The Race is (Finally) Over: Griffin Conceded.
Judge Jefferson Griffin conceded his North Carolina Supreme Court election to incumbent justice Allison Riggs, ending a six-month election protest. Here’s why he did so and what the drawbacks are.

A few weeks ago, I wrote about Jefferson Griffin’s (partially) successful election protest in North Carolina state courts and the initial response of the federal court system. Just a few days ago, his protest became moot—Griffin conceded his supreme court contest to Allison Riggs, leaving her the winner of the statewide race by 734 votes.
His concession came after a May 5th federal district court ruling that held the State Board must certify his election’s original canvass results. The judge presiding over the case said the state court rulings in Griffin v. North Carolina Board of Elections—which subjected some of 65,000 voters that Griffin challenged to ballot curing and declared others retroactively ineligible—would have resulted in federal equal protection and due process violations (something we covered in our last post).

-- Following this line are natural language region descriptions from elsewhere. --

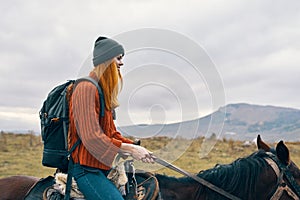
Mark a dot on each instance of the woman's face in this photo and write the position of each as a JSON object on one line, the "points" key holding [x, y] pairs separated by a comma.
{"points": [[118, 60]]}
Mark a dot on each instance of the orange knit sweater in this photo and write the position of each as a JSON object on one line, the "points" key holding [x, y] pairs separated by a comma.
{"points": [[100, 141]]}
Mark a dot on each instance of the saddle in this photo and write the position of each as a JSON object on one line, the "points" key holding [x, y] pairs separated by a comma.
{"points": [[133, 185]]}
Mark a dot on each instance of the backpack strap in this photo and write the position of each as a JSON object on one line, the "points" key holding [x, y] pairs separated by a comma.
{"points": [[90, 79], [70, 170]]}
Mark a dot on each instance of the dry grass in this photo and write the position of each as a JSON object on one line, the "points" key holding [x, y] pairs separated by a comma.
{"points": [[22, 154]]}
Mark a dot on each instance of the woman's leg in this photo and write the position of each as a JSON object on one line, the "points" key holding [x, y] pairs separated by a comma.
{"points": [[94, 185]]}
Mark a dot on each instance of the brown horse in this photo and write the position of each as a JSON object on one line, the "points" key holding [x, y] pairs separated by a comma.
{"points": [[265, 174]]}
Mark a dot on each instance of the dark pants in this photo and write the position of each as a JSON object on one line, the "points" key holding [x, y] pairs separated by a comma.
{"points": [[94, 185]]}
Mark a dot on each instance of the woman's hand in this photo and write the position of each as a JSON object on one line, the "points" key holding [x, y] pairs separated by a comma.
{"points": [[137, 152]]}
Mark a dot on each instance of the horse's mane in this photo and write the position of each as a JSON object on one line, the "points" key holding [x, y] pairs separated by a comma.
{"points": [[238, 178]]}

The ballot curing scheme that state courts said was necessary never actually went into effect: a federal appeals court issued an injunction that prevented the State Board from implementing it. But even if it went into effect, Griffin had an increasingly narrow path to victory. Under the state court of appeals’ initial plan, all 65,000 voters needed to follow a fast-paced curing process if they wanted their votes counted. The state Supreme Court exempted most of those voters a week later. And the State Board, when announcing their final ballot curing plan, whittled the list of affected voters down even further: in its April 15th plan, the State Board named only 1,675 voters who were subject to ballot curing. Considering the State Board’s other measures that made curing less onerous, it was already unlikely that Griffin could pull off a victory. Generous national news coverage made it all but impossible. Though a Griffin victory was largely hypothetical, the support of his protest and ballot-curing had the real effect of undermining North Carolina elections.
Incumbent state supreme court justice Allison Riggs posted a statement on social media following Griffin’s concession that thanked her supporters and lamented the time it took to finalize her election. As Riggs said in her acknowledgment of victory, the race also hurt the democracy in her state. Indeed, the unprecedented nature of Griffin’s election protests and its novel arguments brought to the forefront of a close—yet already decided—race unsubstantiated claims of mass election fraud. And state courts adamantly ruled in favor of his protest and were willing to disenfranchise qualified North Carolina voters in the process.
Although Riggs is now the official winner of North Carolina’s 2024 state supreme court election, Judge Jefferson Griffin noted in his concession that the state courts’ decisions in his favor were significant in “securing” his state’s elections. He pointed specifically to the courts requiring identification with all absentee ballots and using a stricter interpretation of residency for the state’s voters. It’s uncertain that these new measures will actually make election fraud less likely. They probably won’t. What is certain, however, is that North Carolina’s election procedures are now no longer on par with most other states. If the state courts’ holdings stay in place, North Carolina will be the only state in the country that requires overseas absentee voters to return a copy of photo ID and one of only a few states that bans its citizens who have never lived in the United States (what Griffin called “Never Residents”) from voting in state elections.
The end of Griffin’s election challenge is a victory for democracy, albeit a limited one.
Though it finally reached the right outcome, it took a drawn-out legal battle and federal intervention to end up there. And, in the process of doing it, judges made the right to vote less accessible in North Carolina.